A new finding aid for The Col. Henry H. M. Lyle Collection of World War I Photographs and Documents, 1916-1943, was recently published and made available to researchers on-line (http://icahn.mssm.edu/about/ait/archives/collection/henry-lyle). The collection includes 200 photographs from World War I, maps and documents used during the war, some correspondence, and reprints of articles by Lyle.
The heart of the collection is the photographs taken in France during World War I, which depict often dramatic or surprising images of the war. There are views of hospital stations, barracks, and outdoor equipment (some include large defensive weapons), transportation of wounded soldiers, field dressing stations, supply trains, and troops on the battlefields. Interior views document soldiers, patients, operating rooms and special treatment rooms. A number of the images display the effects of mustard gas and other brutal wounds sustained by soldiers, while others capture the unit compound against the French countryside in an oddly artistic fashion. Still others provide a view of everyday life in the compound – washing clothes, unloading shipments of supplies and such, but which brings to life the challenges of a large group of people living in one spot at that point in time. Laundry meant picking lice off of clothes; unloading supplies meant huge piles of boxes; transporting wounded soldiers sometimes meant walking through ankle-deep mud. The collection also captures images of foreign soldiers in national uniforms, some riding horseback, a lifestyle that is very different from the standard U.S. soldier’s, which adds an interesting, and occasionally humorous, side to the war.
Henry Hamilton Moore Lyle, MD, was a noted surgeon and decorated soldier. He was born in Northern Ireland in 1874. His family immigrated to Ontario, Canada when Lyle was a boy. He graduated Cornell in 1896, and went on to Columbia University’s College of Physicians and Surgeons, graduating in 1900. He took an internship at St. Mary’s Hospital for Children and at New York Hospital and a year’s surgical internship at St. Luke’s Hospital (1901-1902) before joining St. Luke’s surgical staff in 1904 and where he remained on staff until his death.
It appears that Lyle spent the year between his internship and surgical appointment traveling abroad, visiting clinics in Great Britain, France and the German-speaking countries. This familiarity with Europe may have led to his voluntary enlistment in World War I two years before the U.S. was formally involved in the conflict. In 1915 he took leave from his private practice and hospital positions in New York and spent six months as Chief Medical Officer of American Ambulance Hospital B, Juilly, France.
In 1916 he again took a leave and returned to France to serve for several months as Chief Surgeon of Ambulance d’Annel (Longueil, France). In April 1917 when the US entered the conflict, he joined the U.S. Army Reserve and in May was ordered to active service. In June he organized the United States Army Evacuation Hospital No. 2 at Camp Benjamin Harrison, and was appointed its commander when it left for France in January 1918.
In September 1918, Lyle was made Director of Ambulances and Evacuation of the Wounded for the First Army.
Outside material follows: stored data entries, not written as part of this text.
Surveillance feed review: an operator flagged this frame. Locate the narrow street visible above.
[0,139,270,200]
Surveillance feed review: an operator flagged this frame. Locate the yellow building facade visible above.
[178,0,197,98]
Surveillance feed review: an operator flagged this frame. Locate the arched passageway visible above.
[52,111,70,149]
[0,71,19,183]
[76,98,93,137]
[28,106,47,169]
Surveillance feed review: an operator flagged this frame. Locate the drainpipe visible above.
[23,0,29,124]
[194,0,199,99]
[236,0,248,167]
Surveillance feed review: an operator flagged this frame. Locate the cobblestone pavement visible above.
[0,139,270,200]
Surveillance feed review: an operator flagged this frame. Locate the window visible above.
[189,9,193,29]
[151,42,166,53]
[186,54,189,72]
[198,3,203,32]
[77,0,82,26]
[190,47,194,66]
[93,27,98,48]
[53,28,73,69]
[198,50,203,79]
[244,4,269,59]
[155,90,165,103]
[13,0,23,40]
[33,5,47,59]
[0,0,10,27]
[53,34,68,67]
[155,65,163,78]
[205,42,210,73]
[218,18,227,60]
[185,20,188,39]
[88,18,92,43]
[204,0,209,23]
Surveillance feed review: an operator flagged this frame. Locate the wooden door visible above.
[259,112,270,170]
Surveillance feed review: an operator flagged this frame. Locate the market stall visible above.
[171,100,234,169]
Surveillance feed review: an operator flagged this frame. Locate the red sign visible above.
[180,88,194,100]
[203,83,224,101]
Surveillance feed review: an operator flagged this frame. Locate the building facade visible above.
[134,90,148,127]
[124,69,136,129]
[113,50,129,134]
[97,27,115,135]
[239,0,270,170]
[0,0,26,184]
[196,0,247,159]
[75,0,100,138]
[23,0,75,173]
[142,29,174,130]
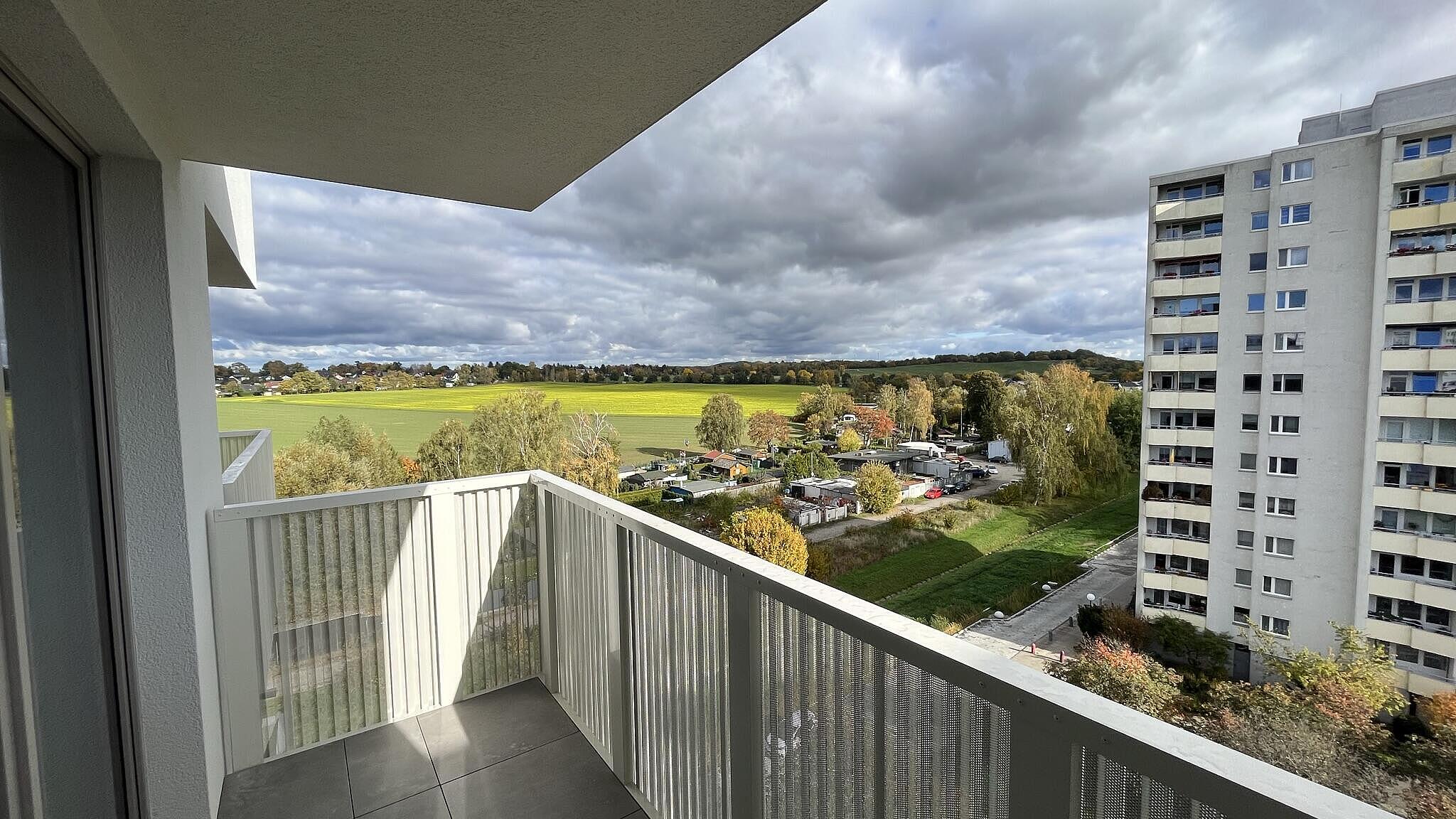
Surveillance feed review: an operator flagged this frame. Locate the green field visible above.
[217,382,813,464]
[867,493,1137,623]
[849,361,1061,376]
During the ensuing Meuse-Argonne offensive, over 125,000 sick and wounded were brought to the railhead hospitals under his supervision. In recognition of his outstanding service, particularly during the Meuse-Argonne offensive, where the Evacuation Hospital No. 2 played a major role as one of two front line hospitals established in the Zone of Combat, he was decorated with the Distinguished Service Medal (U.S.). Lyle was also awarded the British War Medal and the British Victory Medal.
When the war ended Lyle returned to New York and medical practice at St. Luke’s Hospital, where his reputation as an outstanding surgeon followed his successes in battle. Lyle retired from medical practice in 1938, though remained a Consulting Surgeon at St. Luke’s until his death from coronary thrombosis on March 11, 1947.